Di sepi yang paling pilu, dua jiwa yang coba menyatukan rasa. Dua rasa yang menahan gejolak rindu. Hingga harus ikhlas pada temu yang datang terlalu lama. Kegelisan sering kali menghampiri. Emosi menguak tanpa ada malu. Sampai, melampiaskan segalanya dengan tabah. Berharap ada jeda yang paling tepat, biar tetap saling memikat. Dan, pertanyaan dari bisikan nurani mulai muncul.

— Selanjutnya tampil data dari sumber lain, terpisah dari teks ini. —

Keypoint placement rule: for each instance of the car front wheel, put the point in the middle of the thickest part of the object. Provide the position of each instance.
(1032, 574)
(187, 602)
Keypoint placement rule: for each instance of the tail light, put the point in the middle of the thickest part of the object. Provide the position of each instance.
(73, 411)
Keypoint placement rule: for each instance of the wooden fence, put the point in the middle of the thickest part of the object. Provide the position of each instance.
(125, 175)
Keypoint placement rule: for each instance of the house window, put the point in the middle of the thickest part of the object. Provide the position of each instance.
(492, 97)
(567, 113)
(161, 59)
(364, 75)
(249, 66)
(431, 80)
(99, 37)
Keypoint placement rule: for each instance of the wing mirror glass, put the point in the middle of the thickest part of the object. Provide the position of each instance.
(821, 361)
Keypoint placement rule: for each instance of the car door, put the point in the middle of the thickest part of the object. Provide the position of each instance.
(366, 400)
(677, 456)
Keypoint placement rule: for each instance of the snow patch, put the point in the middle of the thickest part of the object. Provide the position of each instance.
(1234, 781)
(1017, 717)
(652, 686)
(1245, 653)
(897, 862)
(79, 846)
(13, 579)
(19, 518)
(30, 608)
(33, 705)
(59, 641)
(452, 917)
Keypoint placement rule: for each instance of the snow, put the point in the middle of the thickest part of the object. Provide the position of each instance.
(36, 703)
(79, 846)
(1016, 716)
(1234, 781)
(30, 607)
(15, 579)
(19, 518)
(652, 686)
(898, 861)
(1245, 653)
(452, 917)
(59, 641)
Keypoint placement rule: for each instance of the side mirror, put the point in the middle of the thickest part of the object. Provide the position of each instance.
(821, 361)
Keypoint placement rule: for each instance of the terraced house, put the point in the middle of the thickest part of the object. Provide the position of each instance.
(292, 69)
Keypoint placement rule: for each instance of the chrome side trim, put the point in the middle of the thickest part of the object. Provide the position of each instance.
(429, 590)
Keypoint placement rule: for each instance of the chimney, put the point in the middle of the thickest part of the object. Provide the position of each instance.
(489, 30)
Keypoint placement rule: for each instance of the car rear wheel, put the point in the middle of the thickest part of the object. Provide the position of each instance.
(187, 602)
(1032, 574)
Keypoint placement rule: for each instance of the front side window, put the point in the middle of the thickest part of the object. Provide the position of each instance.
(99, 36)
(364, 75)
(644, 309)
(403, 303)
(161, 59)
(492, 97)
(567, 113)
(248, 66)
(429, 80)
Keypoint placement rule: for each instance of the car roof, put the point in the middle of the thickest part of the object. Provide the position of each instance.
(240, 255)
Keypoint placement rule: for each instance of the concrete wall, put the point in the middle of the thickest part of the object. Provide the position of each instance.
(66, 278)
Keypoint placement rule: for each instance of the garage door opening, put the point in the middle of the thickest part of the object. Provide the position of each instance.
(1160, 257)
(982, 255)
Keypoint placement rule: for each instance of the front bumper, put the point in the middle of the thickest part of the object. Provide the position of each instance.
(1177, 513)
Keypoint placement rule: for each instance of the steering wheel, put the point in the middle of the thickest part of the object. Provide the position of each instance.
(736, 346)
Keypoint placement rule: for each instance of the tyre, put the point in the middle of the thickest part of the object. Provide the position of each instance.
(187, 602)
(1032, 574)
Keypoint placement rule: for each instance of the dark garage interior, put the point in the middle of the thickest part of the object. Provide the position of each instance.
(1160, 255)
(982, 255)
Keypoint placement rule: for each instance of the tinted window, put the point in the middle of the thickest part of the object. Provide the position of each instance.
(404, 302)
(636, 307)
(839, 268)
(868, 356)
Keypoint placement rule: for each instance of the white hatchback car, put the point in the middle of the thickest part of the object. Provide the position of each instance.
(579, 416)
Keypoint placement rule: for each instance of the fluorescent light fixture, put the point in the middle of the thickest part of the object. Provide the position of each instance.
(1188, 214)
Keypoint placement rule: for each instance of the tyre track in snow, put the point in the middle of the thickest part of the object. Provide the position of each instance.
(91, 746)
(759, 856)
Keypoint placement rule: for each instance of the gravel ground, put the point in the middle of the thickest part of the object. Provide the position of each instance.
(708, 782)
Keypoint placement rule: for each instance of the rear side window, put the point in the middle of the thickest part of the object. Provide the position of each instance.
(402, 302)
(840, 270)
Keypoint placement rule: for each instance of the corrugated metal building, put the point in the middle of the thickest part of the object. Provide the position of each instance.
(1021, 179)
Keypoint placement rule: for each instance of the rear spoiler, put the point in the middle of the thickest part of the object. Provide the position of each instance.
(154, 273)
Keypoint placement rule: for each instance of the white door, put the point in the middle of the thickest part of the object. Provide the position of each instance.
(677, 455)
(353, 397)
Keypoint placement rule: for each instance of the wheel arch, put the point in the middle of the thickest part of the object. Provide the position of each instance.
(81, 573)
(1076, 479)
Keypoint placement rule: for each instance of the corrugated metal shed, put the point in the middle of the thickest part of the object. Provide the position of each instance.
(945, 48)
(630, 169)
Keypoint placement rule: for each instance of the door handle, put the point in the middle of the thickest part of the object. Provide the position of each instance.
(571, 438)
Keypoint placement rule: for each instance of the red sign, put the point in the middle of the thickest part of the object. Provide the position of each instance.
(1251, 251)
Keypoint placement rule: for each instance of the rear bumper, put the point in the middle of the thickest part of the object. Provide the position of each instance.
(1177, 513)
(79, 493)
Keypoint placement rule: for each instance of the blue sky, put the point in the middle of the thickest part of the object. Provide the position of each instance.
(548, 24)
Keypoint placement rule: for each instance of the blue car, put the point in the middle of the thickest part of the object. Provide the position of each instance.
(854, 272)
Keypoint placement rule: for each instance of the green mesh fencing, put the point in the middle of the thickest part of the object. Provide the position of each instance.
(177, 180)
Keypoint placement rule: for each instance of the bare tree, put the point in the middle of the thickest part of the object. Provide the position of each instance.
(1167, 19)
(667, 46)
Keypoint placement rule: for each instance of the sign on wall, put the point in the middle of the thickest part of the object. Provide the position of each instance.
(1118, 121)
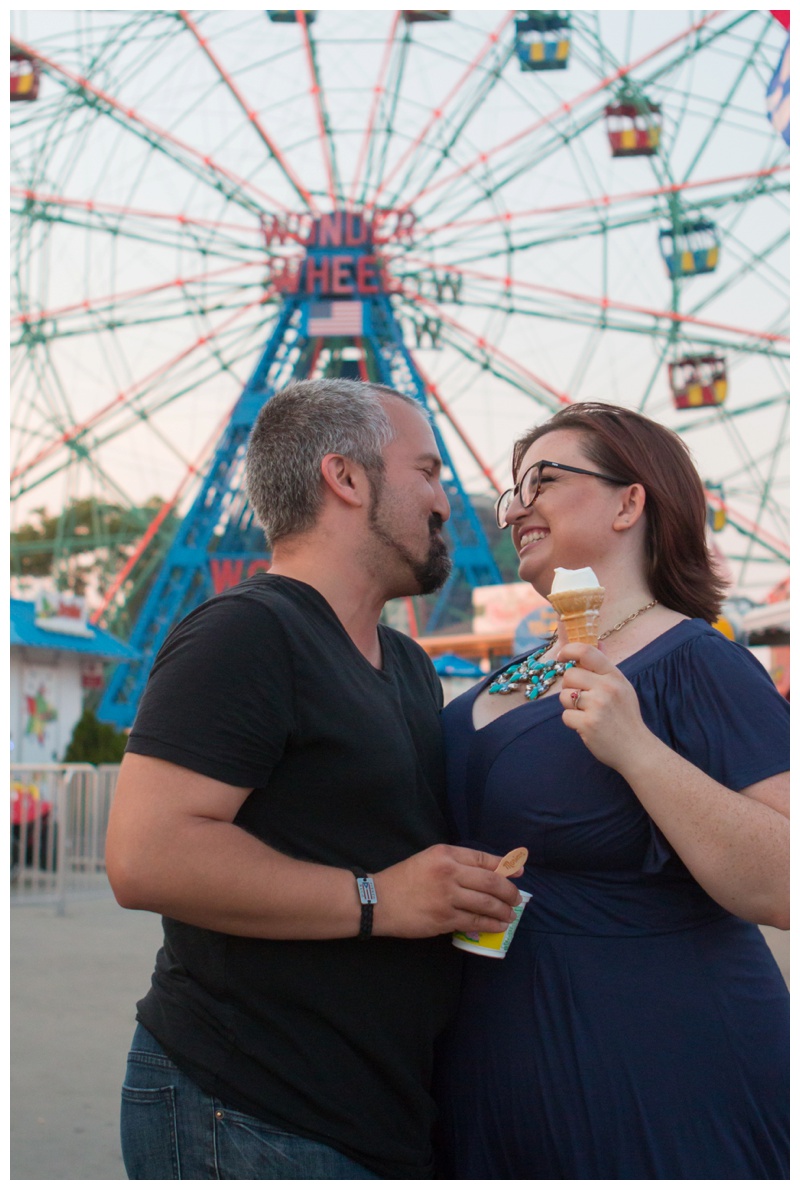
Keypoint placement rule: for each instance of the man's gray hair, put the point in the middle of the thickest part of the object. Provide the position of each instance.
(292, 434)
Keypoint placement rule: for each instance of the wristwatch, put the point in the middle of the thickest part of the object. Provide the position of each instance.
(368, 897)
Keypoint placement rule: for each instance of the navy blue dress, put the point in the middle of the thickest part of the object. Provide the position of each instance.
(635, 1029)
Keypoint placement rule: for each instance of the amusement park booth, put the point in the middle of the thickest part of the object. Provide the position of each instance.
(55, 657)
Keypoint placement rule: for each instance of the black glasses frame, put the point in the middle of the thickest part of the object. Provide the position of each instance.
(508, 495)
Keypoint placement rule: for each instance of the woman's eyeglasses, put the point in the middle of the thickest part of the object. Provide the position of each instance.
(530, 486)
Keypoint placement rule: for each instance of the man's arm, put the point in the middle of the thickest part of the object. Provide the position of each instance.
(173, 849)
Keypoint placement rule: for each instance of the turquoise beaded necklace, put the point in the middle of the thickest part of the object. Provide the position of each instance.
(536, 676)
(531, 674)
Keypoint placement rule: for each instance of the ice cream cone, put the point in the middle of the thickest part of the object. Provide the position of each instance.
(580, 611)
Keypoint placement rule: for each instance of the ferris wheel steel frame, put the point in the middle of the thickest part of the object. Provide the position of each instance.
(460, 227)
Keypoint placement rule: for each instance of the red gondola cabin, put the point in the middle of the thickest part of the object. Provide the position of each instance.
(633, 130)
(25, 74)
(412, 16)
(698, 381)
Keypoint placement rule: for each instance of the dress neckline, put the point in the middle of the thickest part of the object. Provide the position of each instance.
(647, 655)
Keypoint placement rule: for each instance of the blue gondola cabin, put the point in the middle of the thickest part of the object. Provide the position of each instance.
(25, 74)
(542, 41)
(633, 130)
(289, 16)
(698, 381)
(689, 248)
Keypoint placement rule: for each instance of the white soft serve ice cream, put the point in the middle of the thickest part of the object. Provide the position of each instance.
(574, 580)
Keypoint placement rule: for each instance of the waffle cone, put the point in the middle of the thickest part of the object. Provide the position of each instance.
(580, 611)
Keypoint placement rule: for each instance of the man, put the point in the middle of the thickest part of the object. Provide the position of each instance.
(287, 747)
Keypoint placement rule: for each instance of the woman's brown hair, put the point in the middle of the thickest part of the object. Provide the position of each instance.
(680, 567)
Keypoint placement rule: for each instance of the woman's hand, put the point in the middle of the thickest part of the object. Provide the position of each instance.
(735, 844)
(601, 706)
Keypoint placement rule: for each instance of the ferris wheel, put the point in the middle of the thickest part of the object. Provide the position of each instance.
(533, 207)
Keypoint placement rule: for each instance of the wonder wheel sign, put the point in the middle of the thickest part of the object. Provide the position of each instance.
(495, 212)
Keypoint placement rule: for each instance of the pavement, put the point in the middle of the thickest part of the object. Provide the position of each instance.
(74, 985)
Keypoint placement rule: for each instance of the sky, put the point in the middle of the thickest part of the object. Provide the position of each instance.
(139, 273)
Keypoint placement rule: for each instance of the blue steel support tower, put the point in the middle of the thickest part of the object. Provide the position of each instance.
(337, 295)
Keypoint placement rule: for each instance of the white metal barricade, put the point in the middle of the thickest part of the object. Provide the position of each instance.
(58, 820)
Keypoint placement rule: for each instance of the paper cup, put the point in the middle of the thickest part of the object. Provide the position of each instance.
(492, 946)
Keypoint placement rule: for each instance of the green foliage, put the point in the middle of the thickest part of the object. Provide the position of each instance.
(94, 743)
(87, 543)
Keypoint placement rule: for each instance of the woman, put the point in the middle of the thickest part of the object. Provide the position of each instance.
(637, 1027)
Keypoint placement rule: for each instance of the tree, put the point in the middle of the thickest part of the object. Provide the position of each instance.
(94, 743)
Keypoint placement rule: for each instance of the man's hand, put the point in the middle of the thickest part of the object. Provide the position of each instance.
(443, 889)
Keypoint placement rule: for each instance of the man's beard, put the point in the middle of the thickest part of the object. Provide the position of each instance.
(430, 572)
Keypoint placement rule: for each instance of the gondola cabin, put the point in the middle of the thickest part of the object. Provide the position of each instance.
(689, 248)
(542, 41)
(289, 16)
(698, 381)
(25, 74)
(716, 514)
(633, 130)
(413, 16)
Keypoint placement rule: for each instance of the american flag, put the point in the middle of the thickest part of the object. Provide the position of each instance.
(335, 318)
(777, 95)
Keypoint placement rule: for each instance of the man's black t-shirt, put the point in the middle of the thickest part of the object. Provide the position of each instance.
(262, 687)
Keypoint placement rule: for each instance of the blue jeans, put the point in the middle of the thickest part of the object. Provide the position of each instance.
(170, 1128)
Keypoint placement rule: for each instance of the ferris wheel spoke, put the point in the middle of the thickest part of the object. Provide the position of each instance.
(230, 238)
(748, 264)
(474, 101)
(323, 121)
(600, 201)
(212, 173)
(606, 304)
(379, 89)
(193, 471)
(251, 114)
(126, 298)
(389, 100)
(489, 350)
(123, 399)
(458, 428)
(567, 107)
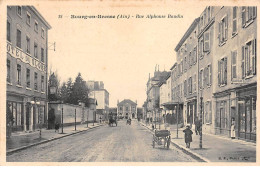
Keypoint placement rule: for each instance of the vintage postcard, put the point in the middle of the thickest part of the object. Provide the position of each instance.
(129, 82)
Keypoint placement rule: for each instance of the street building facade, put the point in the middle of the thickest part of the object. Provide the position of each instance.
(101, 95)
(235, 87)
(153, 112)
(27, 68)
(219, 42)
(165, 97)
(127, 109)
(184, 77)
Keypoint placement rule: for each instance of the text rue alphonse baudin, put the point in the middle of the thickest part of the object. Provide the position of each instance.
(123, 16)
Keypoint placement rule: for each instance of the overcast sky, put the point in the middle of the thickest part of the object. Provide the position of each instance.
(119, 52)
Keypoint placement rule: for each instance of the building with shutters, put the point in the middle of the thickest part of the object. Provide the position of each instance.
(216, 70)
(235, 87)
(184, 77)
(27, 65)
(127, 109)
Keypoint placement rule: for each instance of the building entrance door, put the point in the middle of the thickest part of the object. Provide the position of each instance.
(27, 117)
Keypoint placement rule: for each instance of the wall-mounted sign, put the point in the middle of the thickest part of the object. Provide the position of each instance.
(18, 54)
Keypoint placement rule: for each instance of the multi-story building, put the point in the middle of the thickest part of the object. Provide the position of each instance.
(184, 76)
(206, 53)
(234, 89)
(224, 45)
(165, 95)
(27, 65)
(101, 95)
(102, 100)
(127, 109)
(153, 94)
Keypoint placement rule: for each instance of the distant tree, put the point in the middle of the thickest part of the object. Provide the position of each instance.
(53, 82)
(79, 91)
(64, 93)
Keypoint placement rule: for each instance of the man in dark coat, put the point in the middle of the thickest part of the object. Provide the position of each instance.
(197, 126)
(188, 136)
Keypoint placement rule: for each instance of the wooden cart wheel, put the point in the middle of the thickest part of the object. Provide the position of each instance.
(168, 142)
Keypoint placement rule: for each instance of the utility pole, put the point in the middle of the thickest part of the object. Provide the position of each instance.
(201, 100)
(75, 120)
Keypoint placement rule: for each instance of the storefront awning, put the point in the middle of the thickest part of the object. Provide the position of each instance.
(171, 105)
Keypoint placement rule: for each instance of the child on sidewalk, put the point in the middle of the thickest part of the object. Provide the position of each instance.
(188, 136)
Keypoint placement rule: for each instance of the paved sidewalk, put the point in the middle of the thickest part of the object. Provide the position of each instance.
(215, 148)
(22, 140)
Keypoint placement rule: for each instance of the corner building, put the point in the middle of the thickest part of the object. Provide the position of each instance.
(27, 65)
(235, 87)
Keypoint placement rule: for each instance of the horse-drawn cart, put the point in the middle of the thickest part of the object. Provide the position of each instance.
(112, 119)
(162, 137)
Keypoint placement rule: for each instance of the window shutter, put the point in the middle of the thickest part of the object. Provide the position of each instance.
(243, 16)
(219, 75)
(226, 27)
(195, 55)
(243, 62)
(225, 70)
(206, 41)
(210, 75)
(219, 32)
(254, 12)
(254, 56)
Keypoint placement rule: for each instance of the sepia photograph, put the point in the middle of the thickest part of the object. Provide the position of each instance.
(129, 82)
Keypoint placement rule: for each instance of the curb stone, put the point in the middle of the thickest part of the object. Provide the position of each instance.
(46, 141)
(185, 150)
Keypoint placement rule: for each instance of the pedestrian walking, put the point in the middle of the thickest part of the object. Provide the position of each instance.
(57, 127)
(188, 136)
(197, 125)
(232, 130)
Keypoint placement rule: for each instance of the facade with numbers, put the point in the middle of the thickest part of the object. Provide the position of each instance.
(216, 70)
(235, 90)
(27, 59)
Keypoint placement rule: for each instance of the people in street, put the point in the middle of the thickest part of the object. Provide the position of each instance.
(57, 127)
(232, 130)
(188, 136)
(197, 125)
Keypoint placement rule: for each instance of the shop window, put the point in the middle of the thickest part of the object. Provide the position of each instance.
(28, 78)
(222, 72)
(208, 112)
(194, 84)
(28, 18)
(223, 30)
(185, 88)
(234, 21)
(206, 41)
(195, 55)
(19, 74)
(221, 115)
(233, 65)
(36, 27)
(28, 45)
(248, 15)
(201, 48)
(18, 38)
(42, 83)
(19, 11)
(43, 33)
(35, 50)
(35, 81)
(8, 71)
(190, 85)
(249, 59)
(8, 32)
(201, 79)
(42, 54)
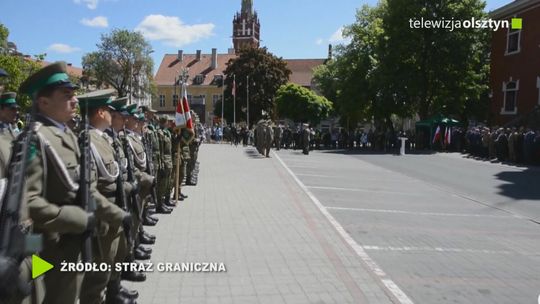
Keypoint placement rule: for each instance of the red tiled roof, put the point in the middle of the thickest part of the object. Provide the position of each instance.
(171, 67)
(302, 69)
(73, 71)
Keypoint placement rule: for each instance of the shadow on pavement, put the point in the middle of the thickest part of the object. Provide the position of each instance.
(520, 185)
(253, 153)
(377, 152)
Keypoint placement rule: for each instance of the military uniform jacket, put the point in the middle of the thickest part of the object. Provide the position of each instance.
(139, 159)
(166, 147)
(52, 184)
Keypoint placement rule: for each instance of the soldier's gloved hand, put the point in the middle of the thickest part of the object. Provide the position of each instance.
(135, 187)
(91, 225)
(9, 274)
(127, 222)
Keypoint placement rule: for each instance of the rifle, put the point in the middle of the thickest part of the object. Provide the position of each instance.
(133, 198)
(150, 167)
(15, 241)
(120, 190)
(87, 202)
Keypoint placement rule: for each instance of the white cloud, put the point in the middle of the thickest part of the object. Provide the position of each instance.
(91, 4)
(172, 31)
(62, 48)
(337, 37)
(98, 21)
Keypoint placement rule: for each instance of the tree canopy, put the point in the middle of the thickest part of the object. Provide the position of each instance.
(122, 59)
(266, 72)
(302, 105)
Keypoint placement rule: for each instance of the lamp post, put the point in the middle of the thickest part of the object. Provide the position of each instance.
(247, 100)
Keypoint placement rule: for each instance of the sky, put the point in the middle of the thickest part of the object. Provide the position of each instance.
(68, 29)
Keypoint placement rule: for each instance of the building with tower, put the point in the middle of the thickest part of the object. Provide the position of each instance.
(205, 70)
(246, 27)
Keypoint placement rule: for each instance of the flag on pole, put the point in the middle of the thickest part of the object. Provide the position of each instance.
(448, 136)
(437, 136)
(233, 90)
(181, 120)
(187, 116)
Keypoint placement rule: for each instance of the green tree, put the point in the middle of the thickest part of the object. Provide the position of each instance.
(302, 105)
(122, 59)
(266, 74)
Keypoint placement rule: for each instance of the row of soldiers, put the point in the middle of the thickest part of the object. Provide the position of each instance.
(85, 197)
(268, 134)
(505, 144)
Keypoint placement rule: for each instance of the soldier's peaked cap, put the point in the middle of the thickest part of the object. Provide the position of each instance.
(96, 99)
(8, 98)
(132, 109)
(53, 75)
(119, 105)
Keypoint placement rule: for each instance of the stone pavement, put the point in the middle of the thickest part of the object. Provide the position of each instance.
(248, 213)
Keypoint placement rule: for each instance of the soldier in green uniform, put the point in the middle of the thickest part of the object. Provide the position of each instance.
(192, 167)
(99, 114)
(133, 134)
(53, 182)
(25, 267)
(116, 293)
(8, 114)
(166, 171)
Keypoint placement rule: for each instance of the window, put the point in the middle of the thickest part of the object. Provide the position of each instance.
(198, 79)
(161, 101)
(513, 41)
(215, 99)
(510, 97)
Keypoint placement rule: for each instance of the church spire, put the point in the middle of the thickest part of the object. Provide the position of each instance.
(247, 7)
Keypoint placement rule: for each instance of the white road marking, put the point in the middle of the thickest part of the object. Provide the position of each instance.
(419, 213)
(317, 175)
(442, 250)
(388, 283)
(365, 190)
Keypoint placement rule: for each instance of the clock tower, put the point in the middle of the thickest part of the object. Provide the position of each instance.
(246, 27)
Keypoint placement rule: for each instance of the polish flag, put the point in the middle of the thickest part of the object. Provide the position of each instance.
(448, 135)
(181, 118)
(437, 134)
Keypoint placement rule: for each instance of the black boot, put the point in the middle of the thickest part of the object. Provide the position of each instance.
(144, 239)
(163, 209)
(133, 276)
(145, 249)
(141, 255)
(130, 294)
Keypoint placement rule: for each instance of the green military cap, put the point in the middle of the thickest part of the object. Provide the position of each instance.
(8, 98)
(132, 109)
(96, 99)
(53, 75)
(119, 105)
(145, 109)
(3, 73)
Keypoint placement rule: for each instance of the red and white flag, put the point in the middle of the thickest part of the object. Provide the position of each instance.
(437, 136)
(233, 90)
(189, 121)
(181, 119)
(448, 136)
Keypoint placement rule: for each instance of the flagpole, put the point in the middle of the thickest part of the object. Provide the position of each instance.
(247, 98)
(222, 98)
(234, 100)
(177, 173)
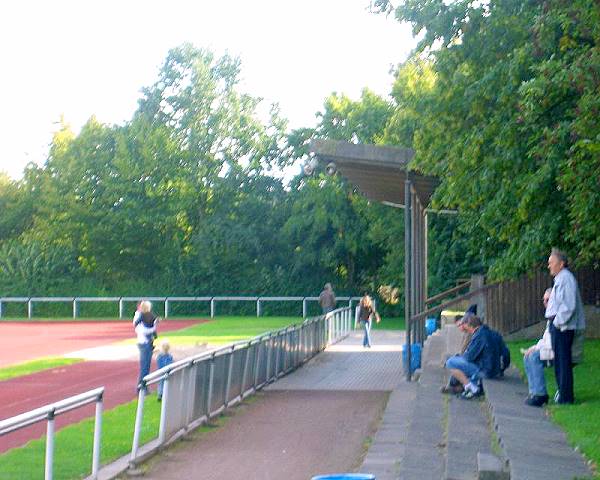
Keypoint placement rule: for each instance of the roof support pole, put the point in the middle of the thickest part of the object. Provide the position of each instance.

"Kapan rindu ini berujung temu? Kenapa kita begitu sulit dipertemukan? Apakah kita sedang ditertawai oleh semesta?"

/PR/2 | K e g e l i s a h a n

Pada sebuah ingin
Yang selalu bertahan
Kita terus melampiaskan kata
Sampai, diam sering kali menyapa

Iya, kita diam
Karena tak mau saling memendam
Kita memilih waktu untuk saling memahami
Dari pada harus melampiaskan emosi

Kau dan aku
Memang jarang bertemu
Kita disibukan dengan segala agenda
Demi sebuah masa depan yang bahagia

Di ujung penantian
Aku mengukir kerinduan
Sedangkan, kau menahan rindu
Sampai, kita tak saling mengaku

Kita memilih bersemayam rindu
Melampiaskan raga ke muka temu
Tapi, waktu belum berpihak
Membuat kita terkadang merasa muak

Kita muak
Karena mau melampiaskan ke siapa
Kita memejam tanpa kata
Dan, meminta pengertian lewat bahasa

Pada sebuah titik akhir
Kita terhasut oleh amarah
Kita tergoda oleh rasa sedih
Dan, menuliskan semua dengan jujur

Adalah menulis tentang apa yang terjadi
Dari awal memperkenalkan diri
Agar bisa menjadi catatan berguna
Ketimbang cacik-maki menghantam raga

Dan, segala kegelisahan
Pergi dengan sendirinya
Karena kita usir dengan suara
Adalah suara kelembutan dari rasa dan asa

Kita kembali bedoa
Kepada Sang Mahacinta
Agar temu kembali menyapa
Biar dapat menjawab kegelisahan rindu dan berontaknya rasa

Makassar, 2919 | Djafar Doel AH


Pada sebuah kehidupan, luka perempuan jarang disembuhkan. Pada deretan kisah yang terbentang di alam raya tanah sejarah, sebuah usaha Ina (Ibu/ Perempuan) terus terawat. Wajah-wajah garang berganti rupa, lantaran air kehidupan kami teguk dengan lembut. Perang sedang diam, kami menghembuskan kata dengan puisi. Menggantikan tombak dengan pena. Menyulap parang jadi keberanian. Dan, daun-daun subur tetap menjadi lembaran buku yang tak pernah habis ditulis. Deretan kata tak usai menunggu kematian.

"Adakah kau mengeluh wahai Ina yang menyalakan api di tungku? Bagaimana pulangnya Ama (Ayah/ Laki-laki) terlalu lama ditunggu tiba? Aku terus mengibas latar takdir, sambil meminta restu leluhur dan Sang Empu kehidupan."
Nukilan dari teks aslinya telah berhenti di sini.